Machu Picchu is the most popular and iconic landmark in South America. But when your clients want to visit Machu Picchu, they’re going to have to determine how they want to get there. You see, you can’t drive to Machu Picchu. You have to hike or ride the train. So which route should your clients take to see the Lost Citadel of the Incas?

For a detailed answer, check out this webinar from Professor Goway, where he leverages his decades of experience and dozens of times visiting Machu Picchu to answer the age-old question: “Rail or Trail to Machu Picchu?” But if you want the short version, keep reading!

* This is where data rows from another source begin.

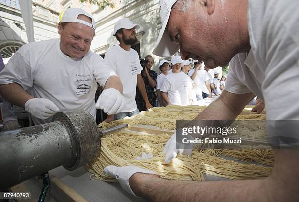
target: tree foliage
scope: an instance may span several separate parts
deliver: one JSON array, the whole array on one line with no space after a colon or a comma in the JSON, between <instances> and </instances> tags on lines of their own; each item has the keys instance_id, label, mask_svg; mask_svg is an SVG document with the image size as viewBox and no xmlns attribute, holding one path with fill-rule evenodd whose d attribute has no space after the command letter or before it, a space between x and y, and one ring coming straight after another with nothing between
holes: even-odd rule
<instances>
[{"instance_id":1,"label":"tree foliage","mask_svg":"<svg viewBox=\"0 0 299 202\"><path fill-rule=\"evenodd\" d=\"M80 0L80 1L81 3L87 2L97 5L99 8L101 8L102 9L107 6L112 8L115 6L113 0Z\"/></svg>"}]
</instances>

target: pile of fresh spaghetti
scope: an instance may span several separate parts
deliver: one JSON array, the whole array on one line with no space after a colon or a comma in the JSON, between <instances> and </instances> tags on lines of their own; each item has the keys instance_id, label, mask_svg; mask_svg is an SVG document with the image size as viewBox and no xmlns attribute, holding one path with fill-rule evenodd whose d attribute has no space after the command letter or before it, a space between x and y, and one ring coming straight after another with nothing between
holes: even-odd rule
<instances>
[{"instance_id":1,"label":"pile of fresh spaghetti","mask_svg":"<svg viewBox=\"0 0 299 202\"><path fill-rule=\"evenodd\" d=\"M128 123L131 125L152 125L160 128L175 129L176 119L192 120L200 112L185 110L186 109L202 110L202 107L164 107L164 109L174 109L175 112L160 110L161 107L154 108L150 112L142 112L134 117L109 124L104 122L100 125L105 128ZM159 110L156 111L157 109ZM192 112L186 112L188 111ZM246 119L265 119L264 114L241 115L238 118L243 119L244 116L246 116ZM254 131L253 134L242 133L244 136L253 135L255 137L265 139L266 132L262 126L257 122L254 126L241 125L240 127L243 132ZM251 127L255 129L249 128ZM161 178L178 180L203 181L203 173L234 180L252 179L269 176L273 164L273 151L266 147L261 149L247 147L237 149L213 149L203 146L195 148L190 156L178 155L167 164L164 162L165 154L162 151L172 135L123 131L126 131L102 138L101 151L97 157L86 165L86 168L92 173L92 179L116 181L116 179L105 175L103 171L109 165L133 165L153 170ZM150 152L154 157L135 160L142 152Z\"/></svg>"}]
</instances>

How can travellers get to Machu Picchu?

Traditional Inca Trail

A four or five day hike along the iconic Inca Trail. It includes mountain passes, Inca ruins, and incredible views of the mountain ranges and Urubamba Valley. It’s iconic, but also strenuous, reaching 4,200 m / 13,800 ft at one point. If your clients want to experience the Sacred Valley and Machu Picchu in the classic manner, this is the best option for them.

Baby Inca Trail

If your clients are short on time, they can condense the experience to a single day of hiking on the Inca Trail. Ride the train to KM 104 and hike 16 km / 10 mi the rest of the way to the Sun Gate and Machu Picchu. They can then rise before dawn the next day in order to explore the ruins at sunrise.

Salkantay Trek

The Salkantay Trek is a great alternative for your clients if they’ve already hiked the Inca Trail or want to experience something different. The route takes hikers along a back trail to Machu Picchu and includes magnificent mountain views and some unique experiences. Travellers can also stay in 4-star mountain lodges along the way, so it provides a nice alternative to camping along the Inca Trail.

Vistadome Train

The Vistadome is the classic train to Aguas Calientes, the small town at the foot of Machu Picchu. The most appealing feature is the glass ceilings and massive windows, which give great views of the Urubamba Valley while travelling from Ollantaytambo to Aguas Calientes.

Hiram Bingham Train

The other train option to Machu Picchu is named after the American explorer who famously introduced the ruins to the English-speaking world in 1911. The train is a luxury upgrade option, with private cars, a bar car, onboard meals, and some classical atmosphere.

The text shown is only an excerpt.